Posted By: WhitmanO'Neill Re: Animal Farm - 06/26/01 01:45 AM
Interesting, 2Ys...don't know why anyone would go back and have the audacity to edit a piece of classic literature like that. If they did it would be a "crime" (literally and figuratively in my book). Unless Orwell himself made the changes before he published it, or before he died...but I don't recall hearing any mentions of this. Perhaps someone else on the board can enlighten us?

Posted By: 2YsUR Re: Animal Farm - 06/26/01 01:54 AM
From what I remember of what I read, it was done before it was first published because it was considered inappropriate. I'm not sure whether we have the original ending or the edited one. I've just re-read it - makes me wonder what more Orwell could have included to be more offensive!

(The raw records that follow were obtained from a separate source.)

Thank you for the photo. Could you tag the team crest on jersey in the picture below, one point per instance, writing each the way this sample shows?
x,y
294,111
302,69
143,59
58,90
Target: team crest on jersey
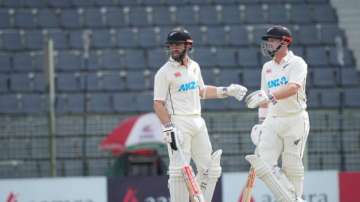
x,y
277,82
177,74
188,86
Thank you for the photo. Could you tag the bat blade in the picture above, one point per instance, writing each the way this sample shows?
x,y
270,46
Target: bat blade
x,y
192,185
246,196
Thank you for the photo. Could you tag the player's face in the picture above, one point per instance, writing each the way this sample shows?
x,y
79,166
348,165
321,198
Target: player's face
x,y
273,43
176,50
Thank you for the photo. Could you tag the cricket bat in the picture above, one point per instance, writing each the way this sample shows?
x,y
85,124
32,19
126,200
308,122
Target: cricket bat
x,y
246,195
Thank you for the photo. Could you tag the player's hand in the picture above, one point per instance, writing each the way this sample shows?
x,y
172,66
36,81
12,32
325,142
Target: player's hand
x,y
237,91
255,134
172,136
257,98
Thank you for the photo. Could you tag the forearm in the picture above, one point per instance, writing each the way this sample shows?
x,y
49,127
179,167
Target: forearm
x,y
161,112
286,91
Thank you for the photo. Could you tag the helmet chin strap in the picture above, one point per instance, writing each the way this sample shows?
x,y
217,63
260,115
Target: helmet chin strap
x,y
272,53
181,57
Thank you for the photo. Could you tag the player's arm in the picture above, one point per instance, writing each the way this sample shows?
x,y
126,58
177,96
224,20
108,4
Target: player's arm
x,y
213,92
286,91
161,112
234,90
161,86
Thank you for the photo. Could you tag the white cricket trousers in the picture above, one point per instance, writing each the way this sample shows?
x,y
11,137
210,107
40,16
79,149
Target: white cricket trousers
x,y
284,135
196,143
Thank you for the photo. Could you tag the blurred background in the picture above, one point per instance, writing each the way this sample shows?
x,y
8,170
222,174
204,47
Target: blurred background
x,y
60,99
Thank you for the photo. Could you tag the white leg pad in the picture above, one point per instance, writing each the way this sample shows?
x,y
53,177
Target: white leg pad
x,y
177,186
208,178
294,170
278,184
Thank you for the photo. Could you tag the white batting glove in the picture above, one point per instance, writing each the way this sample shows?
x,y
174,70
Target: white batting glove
x,y
259,97
172,136
236,90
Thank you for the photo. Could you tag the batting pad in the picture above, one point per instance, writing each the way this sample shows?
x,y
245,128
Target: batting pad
x,y
208,178
177,186
294,170
265,173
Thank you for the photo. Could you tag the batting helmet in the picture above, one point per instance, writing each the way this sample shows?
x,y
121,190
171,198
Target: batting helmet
x,y
278,32
179,35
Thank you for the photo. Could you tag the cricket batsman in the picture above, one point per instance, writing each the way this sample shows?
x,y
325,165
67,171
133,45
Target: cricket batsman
x,y
282,108
178,88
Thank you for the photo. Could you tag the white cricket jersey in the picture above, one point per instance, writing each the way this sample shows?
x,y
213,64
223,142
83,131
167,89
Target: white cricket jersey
x,y
179,87
292,69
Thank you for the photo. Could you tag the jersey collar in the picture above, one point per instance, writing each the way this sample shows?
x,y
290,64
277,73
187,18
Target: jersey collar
x,y
286,59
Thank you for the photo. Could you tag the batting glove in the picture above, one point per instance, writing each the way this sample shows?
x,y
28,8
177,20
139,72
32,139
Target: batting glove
x,y
236,90
259,97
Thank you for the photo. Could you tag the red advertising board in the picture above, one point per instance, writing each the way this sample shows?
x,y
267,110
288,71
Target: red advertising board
x,y
349,186
144,189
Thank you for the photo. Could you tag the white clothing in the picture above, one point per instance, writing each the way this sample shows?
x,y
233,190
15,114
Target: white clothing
x,y
292,69
196,143
179,87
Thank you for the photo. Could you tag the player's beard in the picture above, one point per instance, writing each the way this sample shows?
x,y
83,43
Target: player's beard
x,y
269,49
178,55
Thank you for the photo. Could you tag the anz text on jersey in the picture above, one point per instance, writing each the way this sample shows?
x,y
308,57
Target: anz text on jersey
x,y
277,82
188,86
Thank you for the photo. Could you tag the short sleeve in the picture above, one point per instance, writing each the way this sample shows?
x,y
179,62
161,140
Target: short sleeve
x,y
298,72
200,80
161,86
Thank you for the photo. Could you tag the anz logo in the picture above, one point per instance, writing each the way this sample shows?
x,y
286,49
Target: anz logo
x,y
188,86
277,82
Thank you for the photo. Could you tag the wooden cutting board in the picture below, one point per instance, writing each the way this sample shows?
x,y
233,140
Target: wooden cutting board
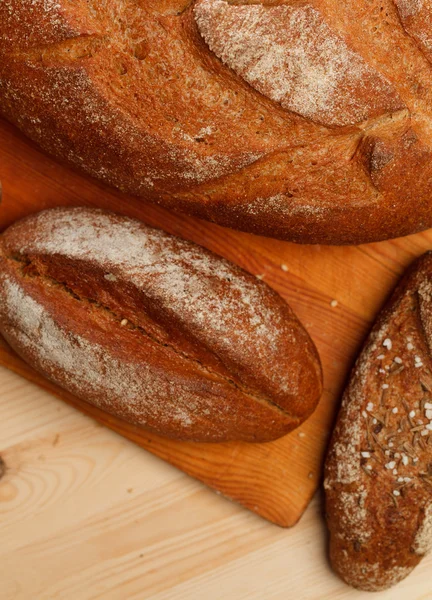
x,y
335,291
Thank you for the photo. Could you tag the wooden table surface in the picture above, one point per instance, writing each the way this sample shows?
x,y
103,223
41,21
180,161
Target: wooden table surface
x,y
86,514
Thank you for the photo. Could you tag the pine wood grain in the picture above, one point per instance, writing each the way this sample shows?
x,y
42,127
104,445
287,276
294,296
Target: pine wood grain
x,y
86,515
275,480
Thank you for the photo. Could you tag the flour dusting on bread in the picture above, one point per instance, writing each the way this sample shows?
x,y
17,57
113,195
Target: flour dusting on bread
x,y
292,56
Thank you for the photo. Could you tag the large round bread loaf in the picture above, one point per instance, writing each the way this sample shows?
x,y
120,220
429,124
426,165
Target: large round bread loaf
x,y
154,329
307,120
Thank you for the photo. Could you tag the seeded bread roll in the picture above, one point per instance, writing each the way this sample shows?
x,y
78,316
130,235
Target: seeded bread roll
x,y
307,120
378,473
154,329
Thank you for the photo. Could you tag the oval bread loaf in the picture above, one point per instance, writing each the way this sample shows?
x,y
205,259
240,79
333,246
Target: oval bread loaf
x,y
154,329
379,468
306,120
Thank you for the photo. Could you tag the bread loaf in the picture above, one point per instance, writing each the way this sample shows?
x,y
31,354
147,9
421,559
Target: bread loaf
x,y
304,120
154,329
379,467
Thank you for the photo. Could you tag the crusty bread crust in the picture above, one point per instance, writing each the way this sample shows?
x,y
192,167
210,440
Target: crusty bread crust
x,y
301,120
154,329
378,477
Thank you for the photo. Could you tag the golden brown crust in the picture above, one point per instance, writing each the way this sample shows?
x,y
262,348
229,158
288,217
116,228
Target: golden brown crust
x,y
319,135
378,473
155,329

Posted By: rodward Re: Animal Farm - 06/26/01 08:31 AM
change of ending

2YsUR, I remember that the ending of the film was changed, compared with the book, but I don't remember the book being changed. But I found a good site via google: http://www.webenglishteacher.com/orwell.html. I haven't had time to read it for the answer to your original question yet.

Edit: Of course I just remembered there is a "new" film version as well as the "original" cartoon version.

Re-edit: from one of the links from above (http://pages.citenet.net/users/charles/links.html)

In the end, the wretched animals are looking in the window at an economic summit between Men and Pigs, "Looking from pig to man, and from man to pig they observe that there is no difference between them."

John Halas and Joy Batchelor, in their animated cartoon film of the book (1954), apparently could not bear this ending. In their version of the book, "the animals, united, came on relentlessly" and a brick was thrown through the window, "shattering Napoleon's magnificent portrait under the impact of yet another revolution." Understandably, students like this version better than the original.